Just six days after the UK government ratified the Paris climate agreement, the autumn statement failed to significantly address how economic policy and spending will address the UK’s biggest future challenge: climate change.
As Europe’s leading sustainable bank, Triodos Bank has seen growing public support and investment into the multi-billion pound green economy. Government investment into low-carbon infrastructure must be a cornerstone of any future-orientated industrial strategy that will build an economy for all generations.
The infrastructure spending plans are a missed opportunity to pivot our economy towards more sustainable alternatives. Rather than boosting old, carbon-based sectors and systems, what we really need is a strategy that looks to the future and significantly invests in green infrastructure such as sustainable transport, renewable energy and sustainable food production. If we are going to ‘future-proof’ our economy and meet our obligations to the Paris Agreement, we need to start investing in the sustainable technologies and the systems of the future.
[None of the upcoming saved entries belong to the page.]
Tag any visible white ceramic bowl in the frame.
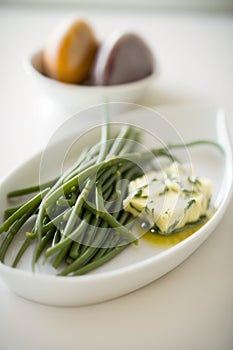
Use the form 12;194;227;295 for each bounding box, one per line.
24;49;156;110
0;105;232;306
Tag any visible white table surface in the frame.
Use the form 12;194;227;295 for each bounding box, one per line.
0;5;233;350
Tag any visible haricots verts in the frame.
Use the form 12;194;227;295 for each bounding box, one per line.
0;116;222;276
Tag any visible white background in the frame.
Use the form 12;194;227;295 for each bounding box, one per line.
1;0;233;11
0;4;233;350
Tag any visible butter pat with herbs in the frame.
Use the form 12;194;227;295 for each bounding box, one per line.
123;162;212;235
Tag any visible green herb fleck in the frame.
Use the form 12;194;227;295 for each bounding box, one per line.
188;176;201;186
141;184;148;189
144;206;151;215
129;202;141;213
159;186;169;196
161;215;208;236
134;189;143;198
183;189;195;196
187;199;196;209
206;197;211;210
150;224;160;234
166;220;180;234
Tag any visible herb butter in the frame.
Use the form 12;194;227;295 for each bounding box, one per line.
123;162;212;235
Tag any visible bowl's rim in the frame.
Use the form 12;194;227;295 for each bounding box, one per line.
24;48;157;92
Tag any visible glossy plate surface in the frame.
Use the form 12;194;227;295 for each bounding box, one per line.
0;104;232;306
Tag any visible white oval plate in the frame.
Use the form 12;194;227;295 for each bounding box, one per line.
0;104;232;306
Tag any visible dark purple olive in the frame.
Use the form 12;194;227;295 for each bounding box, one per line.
92;32;154;86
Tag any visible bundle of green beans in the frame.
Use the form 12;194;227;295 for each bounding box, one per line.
0;119;223;276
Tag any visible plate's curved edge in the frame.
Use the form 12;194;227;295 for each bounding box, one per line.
0;105;233;306
214;108;233;208
0;107;232;282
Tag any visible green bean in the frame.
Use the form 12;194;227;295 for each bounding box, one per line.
83;185;133;254
64;157;97;183
53;142;106;190
12;236;33;268
110;168;136;219
0;205;37;262
46;147;89;194
95;184;105;214
107;125;132;157
52;244;71;269
69;217;101;259
41;163;122;253
4;206;21;219
52;229;61;247
56;193;77;207
6;137;200;201
64;140;113;183
84;204;136;244
88;228;122;262
99;164;118;184
90;246;107;261
33;205;46;248
77;217;99;256
101;169;119;195
48;145;109;268
118;210;132;226
7;180;57;198
95;172;134;252
103;214;134;254
44;212;92;258
66;256;74;265
34;184;76;258
69;209;105;264
34;229;54;263
78;183;118;256
69;241;80;260
63;140;113;184
165;140;224;155
102;183;116;203
39;154;143;266
32;148;91;242
119;130;140;155
58;220;111;276
0;188;49;234
42;154;143;209
72;244;129;276
96;113;110;163
61;178;94;238
58;246;97;275
42;207;72;233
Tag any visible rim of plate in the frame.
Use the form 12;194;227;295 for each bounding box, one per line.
0;107;232;282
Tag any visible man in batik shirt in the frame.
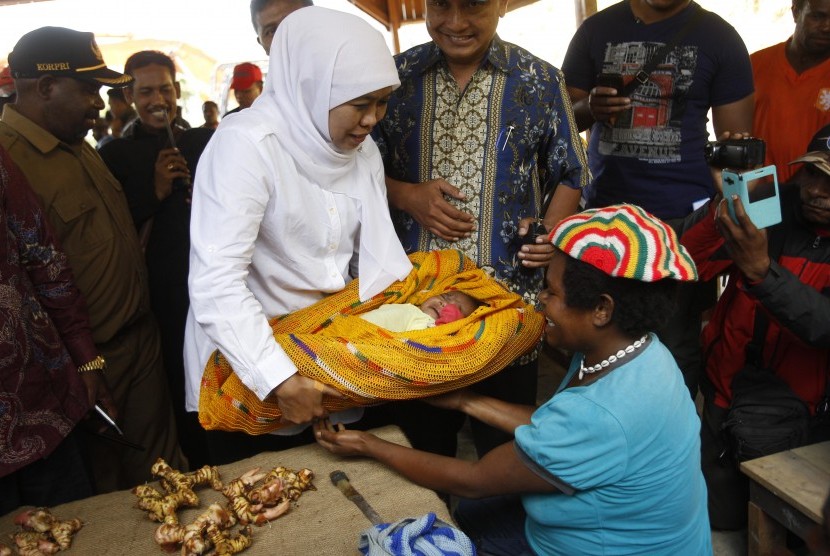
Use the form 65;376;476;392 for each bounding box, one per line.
0;146;113;514
372;0;588;458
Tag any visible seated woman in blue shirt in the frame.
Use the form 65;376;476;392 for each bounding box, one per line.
315;204;712;556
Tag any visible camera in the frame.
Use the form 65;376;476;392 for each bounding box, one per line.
704;137;765;169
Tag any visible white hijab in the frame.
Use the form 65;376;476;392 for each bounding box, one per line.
253;6;411;300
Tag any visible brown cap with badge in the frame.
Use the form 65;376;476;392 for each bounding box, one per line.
8;26;133;88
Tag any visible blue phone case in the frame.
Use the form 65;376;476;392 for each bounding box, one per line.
722;165;781;229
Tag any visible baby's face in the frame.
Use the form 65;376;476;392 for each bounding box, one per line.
419;291;478;320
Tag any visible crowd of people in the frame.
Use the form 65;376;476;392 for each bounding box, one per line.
1;0;829;554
It is unfortunate that this autumn statement continues to prop up a carbon-based economy. Of the £23bn announced for the National Productivity Investment Fund, none of it was earmarked specifically for green energy, significant public transportation development or supporting the burgeoning green tech sector. Opportunities are readily available to dramatically improve our rail system to efficiently and quickly transport people and goods around the country.
Councils need a new deal to make our cities more walkable, breathable and liveable. Our energy system needs a complete overhaul towards clean, local and renewable energy sources. Local food networks need to be revitalised if we are going to reduce our dependence on carbon-heavy distribution systems.
Investing in these ways could provide the economic boost that the UK needs while also having the added bonus of contributing to creating a viable low-carbon UK economy for the long-term.
Energy efficiency left out in the cold
While the announced investment into housing is much needed, funnelling money into cheap housing construction loans is not enough – we need a proactive strategy that addresses the high cost of purchasing, renting and heating homes in the UK. Given the failure of the Green Deal, we’re calling on the government to redefine housing spending to include boosting the energy efficiency of the UK’s housing stock.
While simplifying energy tariffs may make switching easier, it does nothing to deal with rampant fuel-poverty due to inefficient homes: the Association for the Conservation of Energy has shown that our windows are the leakiest of 11 northern European countries. Not only does this make monthly bills too expensive for the most vulnerable, buildings in the UK contribute to 17% of our carbon emissions due to fossil fuel use in heating.
Our Warmer Homes Greener Communities loan is allowing housing associations to borrow money for specifically the purpose of increasing energy efficiency and thereby reducing energy costs. We need government support for a wide-ranging investment in heating efficiency.
With 20 years of experience investing in the sustainable economy, Triodos Bank has seen low-carbon alternatives become mainstream. Last year, our operations across Europe financed enough green electricity for one million homes. Yet government policy must be leveraged if we are going to shift the basis of our economy off fossil fuels. It is only then that we will be able to transform our economy into one that safeguards our environment and is fairer to the people that depend on it.